Noticeably missing from the list is Bode Miller, who left the team to ski as an independent.

Jesse Hunt, U.S. alpine director, said the group, from the A team through the developmental team, includes 27 men and 27 women; 15 are Olympians.

The team, now in full summer training mode, will kick off the 2007-08 World Cup season in October. The top U.S. ski team stars will be showcased in early December when the World Cup comes to Beaver Creek and Aspen.

Mancuso produced the finest U.S. women's World Cup season since 1984, winning her first four races while finishing third overall. She also collected another World Championships medal — the third of her career — a silver in the super combined during the 2007 FIS Alpine World Ski Championships in Are, Sweden.

She was also named U.S. Alpine Skier of the Year by Ski Racing magazine.

Kildow added three World Cup victories — she has seven in her career — and earned the silver medal in downhill and super G at Worlds before a knee injury shortened her 2007 season by a month.
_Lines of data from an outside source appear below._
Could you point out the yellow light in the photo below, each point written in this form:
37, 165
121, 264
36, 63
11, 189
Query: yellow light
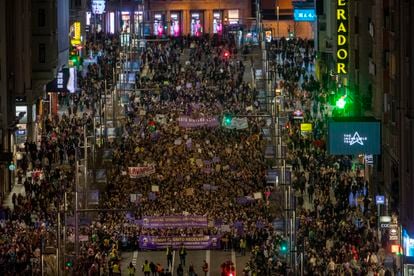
306, 127
76, 26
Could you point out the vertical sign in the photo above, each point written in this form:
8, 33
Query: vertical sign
342, 22
76, 27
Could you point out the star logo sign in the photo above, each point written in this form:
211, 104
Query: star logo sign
356, 139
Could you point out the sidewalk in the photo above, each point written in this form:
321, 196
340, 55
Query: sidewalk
17, 189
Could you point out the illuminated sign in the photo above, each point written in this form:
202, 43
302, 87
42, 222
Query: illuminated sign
98, 6
306, 127
304, 15
353, 136
380, 199
76, 28
342, 22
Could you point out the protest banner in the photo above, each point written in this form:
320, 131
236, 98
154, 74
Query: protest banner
192, 242
237, 123
174, 221
141, 171
188, 122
Nyman earned his first World Cup top-3 finish during the December race at Beaver Creek, and two weeks later won his first race, capturing the downhill in Val Gardena, Italy.

Despite starting the season with a broken hand, Ligety had two more World Cup podiums and finished with two U.S. championships for the third straight season.

"This team is loaded with talent, from our top athletes that have had Olympic, World Championship and World Cup success to the up-and-coming athletes that have been successful at the Europa Cup and NorAm levels and are ready to take a step up," Hunt said. "This is a team — on both the men's and women's side — that has shown the potential to reach our goal of winning at every level."

The annual Visa Birds of Prey men's races will be Nov. 29-Dec. 2 (super combined, downhill, super G and giant slalom) at Beaver Creek, Colo., this year.

The Aspen Winternational Dec. 7-9 (downhill, super G and slalom) will have the first women's World Cup downhill in the United States since 1997 and mark the 40th anniversary of the first women's World Cup downhill in Aspen.